Self-Training with Direct Preference Optimization Improves Chain-of-Thought Reasoning
The paper "Self-Training with Direct Preference Optimization Improves Chain-of-Thought Reasoning" explores methods to enhance the mathematical reasoning capabilities of small-scale LLMs (LMs). The core idea revolves around improving traditional self-training frameworks using a technique called Direct Preference Optimization (DPO). This approach leverages the preference data to refine the model training process, guiding LMs during pseudo-label generation, making their outputs both more accurate and diverse.
The paper places an emphasis on two main aspects: reinforcing the reasoning capabilities of smaller LMs and doing so efficiently compared to large proprietary models. This investigation is motivated by the high computational and economic costs associated with using large models for reasoning tasks, such as Codex, PaLM, and GPT-4. Smaller models offer a more cost-effective alternative but require methodologies to boost their inherent capabilities without significant resources.
Methodology
The authors introduce DPO-augmented self-training as an enhancement over traditional self-training approaches. The method is iterated through two primary steps:
- DPO Step: It involves refining a model to produce higher-quality outputs by using an objective based on DPO. This step uses a preference dataset created from multiple outputs generated by the model itself, labeling correct reasoning paths as preferred.
- SFT (Supervised Fine-Tuning) Step: Utilizing the improved model from the DPO step, new pseudo-labeled data are generated. These correct and unique rationales are then added to the training set for further fine-tuning.
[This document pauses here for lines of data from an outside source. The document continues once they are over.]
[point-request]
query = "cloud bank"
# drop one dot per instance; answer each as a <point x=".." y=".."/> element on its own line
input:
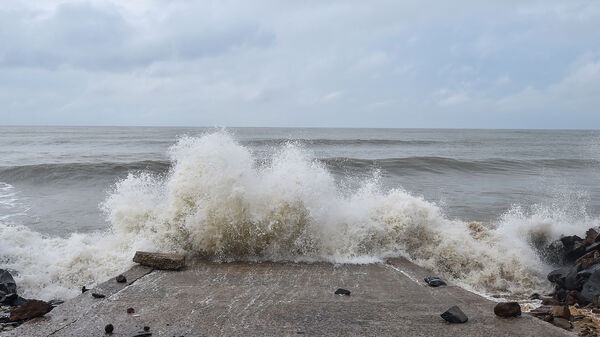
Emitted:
<point x="515" y="64"/>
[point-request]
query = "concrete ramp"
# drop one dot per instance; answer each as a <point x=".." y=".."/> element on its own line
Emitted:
<point x="279" y="299"/>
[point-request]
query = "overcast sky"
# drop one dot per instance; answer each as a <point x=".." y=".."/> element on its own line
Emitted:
<point x="500" y="64"/>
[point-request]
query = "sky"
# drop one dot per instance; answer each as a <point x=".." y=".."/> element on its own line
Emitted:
<point x="403" y="64"/>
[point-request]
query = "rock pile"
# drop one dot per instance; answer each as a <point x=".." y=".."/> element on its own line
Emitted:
<point x="16" y="309"/>
<point x="578" y="278"/>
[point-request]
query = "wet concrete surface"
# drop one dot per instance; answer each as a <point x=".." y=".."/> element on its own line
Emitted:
<point x="279" y="299"/>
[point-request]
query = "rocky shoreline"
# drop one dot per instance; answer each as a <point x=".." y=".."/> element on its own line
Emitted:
<point x="575" y="301"/>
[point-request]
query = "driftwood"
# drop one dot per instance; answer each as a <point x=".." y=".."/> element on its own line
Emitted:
<point x="165" y="261"/>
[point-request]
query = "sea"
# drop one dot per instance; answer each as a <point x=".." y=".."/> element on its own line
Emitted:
<point x="473" y="206"/>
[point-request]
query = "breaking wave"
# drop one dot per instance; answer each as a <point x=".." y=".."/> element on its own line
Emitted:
<point x="218" y="201"/>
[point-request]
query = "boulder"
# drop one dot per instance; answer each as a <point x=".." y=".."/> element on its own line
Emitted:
<point x="7" y="283"/>
<point x="507" y="309"/>
<point x="591" y="288"/>
<point x="31" y="309"/>
<point x="165" y="261"/>
<point x="561" y="311"/>
<point x="589" y="259"/>
<point x="454" y="315"/>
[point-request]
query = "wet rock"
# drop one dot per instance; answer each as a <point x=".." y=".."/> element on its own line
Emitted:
<point x="590" y="236"/>
<point x="454" y="315"/>
<point x="562" y="323"/>
<point x="7" y="283"/>
<point x="31" y="309"/>
<point x="434" y="281"/>
<point x="589" y="259"/>
<point x="341" y="291"/>
<point x="160" y="260"/>
<point x="55" y="303"/>
<point x="560" y="311"/>
<point x="591" y="289"/>
<point x="507" y="309"/>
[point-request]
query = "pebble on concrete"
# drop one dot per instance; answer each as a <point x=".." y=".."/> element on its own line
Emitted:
<point x="507" y="309"/>
<point x="455" y="315"/>
<point x="341" y="291"/>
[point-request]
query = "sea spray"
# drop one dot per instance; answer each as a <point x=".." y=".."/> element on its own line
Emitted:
<point x="219" y="200"/>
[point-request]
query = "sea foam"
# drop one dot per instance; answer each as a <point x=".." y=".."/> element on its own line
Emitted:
<point x="219" y="201"/>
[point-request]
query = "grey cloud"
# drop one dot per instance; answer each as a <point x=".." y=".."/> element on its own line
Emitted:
<point x="95" y="38"/>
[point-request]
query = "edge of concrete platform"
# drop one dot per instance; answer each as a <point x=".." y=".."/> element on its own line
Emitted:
<point x="388" y="298"/>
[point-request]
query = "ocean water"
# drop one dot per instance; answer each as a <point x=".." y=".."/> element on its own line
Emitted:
<point x="471" y="205"/>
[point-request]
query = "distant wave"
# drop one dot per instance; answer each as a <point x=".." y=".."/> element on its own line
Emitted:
<point x="44" y="173"/>
<point x="442" y="165"/>
<point x="336" y="142"/>
<point x="77" y="171"/>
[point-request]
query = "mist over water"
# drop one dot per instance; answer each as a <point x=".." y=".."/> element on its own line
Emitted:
<point x="227" y="197"/>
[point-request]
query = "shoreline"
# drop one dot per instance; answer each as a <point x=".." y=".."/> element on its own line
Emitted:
<point x="278" y="299"/>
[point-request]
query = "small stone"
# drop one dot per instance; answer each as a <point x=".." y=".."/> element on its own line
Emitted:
<point x="341" y="291"/>
<point x="507" y="309"/>
<point x="562" y="323"/>
<point x="109" y="328"/>
<point x="454" y="315"/>
<point x="31" y="309"/>
<point x="160" y="260"/>
<point x="434" y="281"/>
<point x="561" y="311"/>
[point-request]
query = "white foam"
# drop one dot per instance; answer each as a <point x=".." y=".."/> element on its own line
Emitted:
<point x="217" y="202"/>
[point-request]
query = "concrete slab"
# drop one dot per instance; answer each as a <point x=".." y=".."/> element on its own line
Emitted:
<point x="279" y="299"/>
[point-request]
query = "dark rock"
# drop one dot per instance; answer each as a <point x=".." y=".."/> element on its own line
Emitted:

Additionally, to boost performance on arithmetic tasks, the researchers integrate an external calculator into the reasoning process. They proposed a scaling method for calculator usage in batch inference, thereby overcoming limitations of existing single-batch methods.
Experiments and Results
The authors conducted experiments using Flan-T5 models and Llama models. Three major datasets—GSM8K, MultiArith, and ASDiv—were used for training and evaluation. Notably, the results demonstrate marked improvements for models employing the DPO-augmented self-training over traditional self-training and supervised fine-tuning. For instance, the Flan-T5-Large model saw an accuracy increase from 35.6% (self-training) to 37.4% using the DPO-augmented approach on the GSM8K dataset.
A key observation is the additional performance boost when using the external calculator integration in smaller models: the Flan-T5-Large model reached an accuracy of 40% on GSM8K, surpassing other reported results for comparably sized models. An iterative training regime showed consistent performance gains across different iterations, underscoring the robustness of the proposed method.
Discussion
The integration of DPO into self-training frameworks illustrates an efficient paradigm for enhancing small-scale LMs without the substantial costs tied to larger models. The empirical results suggest that models fine-tuned with DPO can generate higher-quality pseudo-labeled data, leading to continuous improvement with each iteration. This iterative refinement is particularly useful in scenarios with limited access to large annotated datasets.
The research also underscores the significant impact of computational tools during inference. Incorporating an external calculator improved performance by reducing arithmetic errors, a common shortfall in smaller models. This adaptability could have broader implications in improving the precision of LMs in tasks needing intricate, multi-step reasoning beyond arithmetic, such as code generation and complex problem-solving.
Implications and Future Directions
From a practical standpoint, the demonstrated effectiveness of DPO-augmented self-training offers a scalable and economical pathway for enhancing LMs' reasoning abilities. The methods alleviate the need for large-scale annotations and proprietary large models, balancing performance with resource efficiency.
Theoretically, the success of DPO in fine-tuning models using self-generated data offers insights into preference-guided learning. Future research could explore the application of this framework across different domains and tasks. Additionally, integrating knowledge distillation into the iterative DPO-self-training process may further refine model performance, creating a more synergistic approach that leverages both self-improvement and external expert models.
In conclusion, the paper provides valuable contributions by proposing a novel and effective method for improving the chain-of-thought reasoning in small-scale LMs. This work is meaningful both for its immediate practical benefits and for setting a foundational approach that can be built upon in future AI developments.